If you have no idea about what is building in public is, watch this video.
These are not my words but mostly nice comments paraphrased/copied from the internet.
- The hardest part of starting a startup/company is getting people to care. Startups don’t die because of competition, startups die because people don’t care about your product - CopyAI guys
- Fall in love with a problem not a solution or product. Usually it’s best to find a narrow set of users who have this problem and explore around the problem to get a better picture of it.
- When you build in public, you get a whole lot of people invested in the product’s success because you’re being an authentic entrepreneur and folks want to see you succeed.
- Even if your audience isn’t your target customer (ideally they would be), people generally want to see others succeed, and will help you on that path if you make it easy for them.
- For the indie hacker crowd - if you’re really early on or working on multiple projects, each project starts you from square 1. You have to work up acquisition channels, get people to talk to about your idea, and slowly acquire customers.
- If you decide to pursue something different, you’re back to 0.

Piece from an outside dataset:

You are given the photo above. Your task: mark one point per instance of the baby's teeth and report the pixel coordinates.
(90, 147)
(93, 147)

- When you build in public, you accumulate an audience that goes with YOU and not your product specifically, and you can use that as a head start when you decide to make a pivot.
- This makes building in public a good fit for me. 🌟
- Make sure to be building in public where your customer are! If you’re building in the startup space, twitter might work for you because a lot of founders and marketers are there.
- Be authentic! People can immediately tell if something feels a bit more scripted.
- Consistency in posting and engaging. Fans and audiences are built one person at a time. Build a genuine connection and engage with your audience.
- When you’re sharing updates, you have to be a learner yourself. You’re probably not an expert, you don’t have to pretend to be an expert. Be honest in this honest journey
- If you can give things out, give.
- Expecting to get an audience overnight is a pipe dream.
- Don’t share everything, always package it in a way so that someone can learn something from you. There’s a lot to learn from failures.